Business

HK tycoon warns of Asian
credit crunch

One of Hong Kong's wealthiest businessmen has warned that Europe's push to recapitalize its banks to contain further shocks to the system could lead to a funding crunch in Asia.

Billionaire entrepreneur William Fung said few in Asia are paying attention to this danger.

European banks need more than US$100 billion of fresh capital to meet tougher regulatory capital rules laid down by the European Union. They could raise funds through share sales but the weak market is a deterrent, which means it is more likely that they will pull back loans.

"As a lot of these banks are government-controlled, the natural tendency would be to cut back on lending in Asia rather than domestic lending. If that happens, a lot of businesses are going to be scrambling for funds," Fung said.

The executive deputy chairman of Hong Kong-listed Li & Fung - the world's biggest supplier of clothes and toys to retailers - was speaking at a talk held by the National University of Singapore (NUS) Business School on 'the future of Asia amid a crisis-laden and flattened world' two days ago.

European banks, more than American banks, are heavily involved in financing businesses in Asia. If they pull back loans, Asia would face a credit crunch.

"Not many are focusing on this. In terms of credit availability in Asia, businesses could potentially face a real problem," Fung said.

He and his elder brother Victor control Li & Fung, which raked in sales of US$16 billion in 2010. Singapore's investment firm, Temasek Holdings, had a 3 per cent stake in the global trading giant as of March last year, according to Bloomberg data.

Fung is a member of the NUS Business School's management advisory board and sits on the board of Singapore Airlines.

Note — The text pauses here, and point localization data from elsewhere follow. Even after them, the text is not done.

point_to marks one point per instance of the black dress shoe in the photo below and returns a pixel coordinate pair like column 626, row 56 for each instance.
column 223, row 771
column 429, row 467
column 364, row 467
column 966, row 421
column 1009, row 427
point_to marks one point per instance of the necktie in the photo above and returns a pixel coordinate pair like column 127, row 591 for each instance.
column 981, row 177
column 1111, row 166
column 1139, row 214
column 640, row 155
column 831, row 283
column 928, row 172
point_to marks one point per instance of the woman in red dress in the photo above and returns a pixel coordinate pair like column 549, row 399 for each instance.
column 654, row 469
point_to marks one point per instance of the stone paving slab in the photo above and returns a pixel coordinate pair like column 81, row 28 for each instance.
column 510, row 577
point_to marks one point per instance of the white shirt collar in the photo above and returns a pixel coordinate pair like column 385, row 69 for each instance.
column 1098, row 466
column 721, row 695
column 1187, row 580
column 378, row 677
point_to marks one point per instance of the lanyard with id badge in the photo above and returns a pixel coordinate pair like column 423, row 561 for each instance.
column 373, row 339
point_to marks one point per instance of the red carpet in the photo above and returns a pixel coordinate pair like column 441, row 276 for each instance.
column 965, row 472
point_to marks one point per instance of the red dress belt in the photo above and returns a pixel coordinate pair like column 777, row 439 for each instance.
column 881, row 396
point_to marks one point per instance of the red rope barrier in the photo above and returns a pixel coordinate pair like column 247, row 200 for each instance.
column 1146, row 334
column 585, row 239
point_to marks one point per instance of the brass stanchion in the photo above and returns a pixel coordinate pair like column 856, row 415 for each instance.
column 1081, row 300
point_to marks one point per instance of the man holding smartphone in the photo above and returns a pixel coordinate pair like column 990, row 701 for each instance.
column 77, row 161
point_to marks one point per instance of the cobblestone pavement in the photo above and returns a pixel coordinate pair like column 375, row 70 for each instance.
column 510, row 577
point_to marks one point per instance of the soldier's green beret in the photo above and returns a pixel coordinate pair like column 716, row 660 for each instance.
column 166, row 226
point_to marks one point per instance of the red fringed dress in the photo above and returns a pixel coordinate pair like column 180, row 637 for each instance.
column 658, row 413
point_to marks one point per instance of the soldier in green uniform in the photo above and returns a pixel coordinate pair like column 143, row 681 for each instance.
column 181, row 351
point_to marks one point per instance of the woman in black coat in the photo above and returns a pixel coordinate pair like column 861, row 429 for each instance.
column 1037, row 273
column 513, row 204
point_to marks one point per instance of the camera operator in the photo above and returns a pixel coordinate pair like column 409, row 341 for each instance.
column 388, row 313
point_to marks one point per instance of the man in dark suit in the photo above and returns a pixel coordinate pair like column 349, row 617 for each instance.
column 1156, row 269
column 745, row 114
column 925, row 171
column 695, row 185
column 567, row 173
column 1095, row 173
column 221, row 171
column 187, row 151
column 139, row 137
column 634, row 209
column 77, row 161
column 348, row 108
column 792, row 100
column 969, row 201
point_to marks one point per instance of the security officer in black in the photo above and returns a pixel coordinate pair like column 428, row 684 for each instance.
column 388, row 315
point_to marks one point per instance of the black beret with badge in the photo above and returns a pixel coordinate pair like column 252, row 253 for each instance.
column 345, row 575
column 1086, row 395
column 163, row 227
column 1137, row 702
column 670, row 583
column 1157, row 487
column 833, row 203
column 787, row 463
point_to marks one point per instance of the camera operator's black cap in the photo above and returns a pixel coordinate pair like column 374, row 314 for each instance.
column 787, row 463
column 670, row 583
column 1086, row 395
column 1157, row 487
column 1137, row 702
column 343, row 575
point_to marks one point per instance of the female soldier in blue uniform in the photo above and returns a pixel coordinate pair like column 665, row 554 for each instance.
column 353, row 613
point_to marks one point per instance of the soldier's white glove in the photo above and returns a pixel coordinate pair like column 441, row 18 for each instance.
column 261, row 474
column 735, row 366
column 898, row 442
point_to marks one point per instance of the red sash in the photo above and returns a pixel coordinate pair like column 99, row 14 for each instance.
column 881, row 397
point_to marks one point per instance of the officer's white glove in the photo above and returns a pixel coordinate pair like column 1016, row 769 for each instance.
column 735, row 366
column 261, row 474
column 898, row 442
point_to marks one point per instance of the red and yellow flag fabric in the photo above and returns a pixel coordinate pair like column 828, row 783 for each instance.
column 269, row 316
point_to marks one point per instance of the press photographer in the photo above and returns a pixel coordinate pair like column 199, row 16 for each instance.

As for the world's largest economy, the United States, from which Li & Fung derives 60 per cent of its sales, he said growth would likely be anemic.

Against that backdrop, the firm, which supplies goods to giant retailers like Walmart and Toys 'R' Us, has shifted its focus to grab market share from rivals.

"The pie is not getting bigger, so if you want to grow, you need to take a bigger slice. So instead of focusing on consumers and their needs, we are focusing on what our competitors are doing that we ought to," Fung said.

Turning his attention closer to home, he is confident that China's economy will not face a hard landing. The country's economic growth slowed last year to 9.2 per cent from 10.4 per cent in 2010.

"The Western press says China is facing a hard landing as growth this year is going to be 8 per cent," Fung said.

But he pointed out that the country's five-year plan, which runs until 2015, targets an annual growth of 7 per cent.

"As far as I'm concerned, China is a bright spot for us. It can manage itself out of a hard landing," he said.

The group has big plans to tap China's booming consumer market, which he said would overtake the US to become the world's largest consumer economy by 2039.

A few days ago, privately held Fung Brands said it was in talks with the Rykiel family to acquire one of the last family-controlled French fashion houses, Sonia Rykiel.

Fung Brands is a unit of Fung Capital, the investment arm of the Fung family.

"This is part of the whole idea of the future being about the consumer market in China. The market for luxury products in China has doubled in size over the short term," Fung told The Straits Times. He added that the group is looking at some other luxury fashion brands too.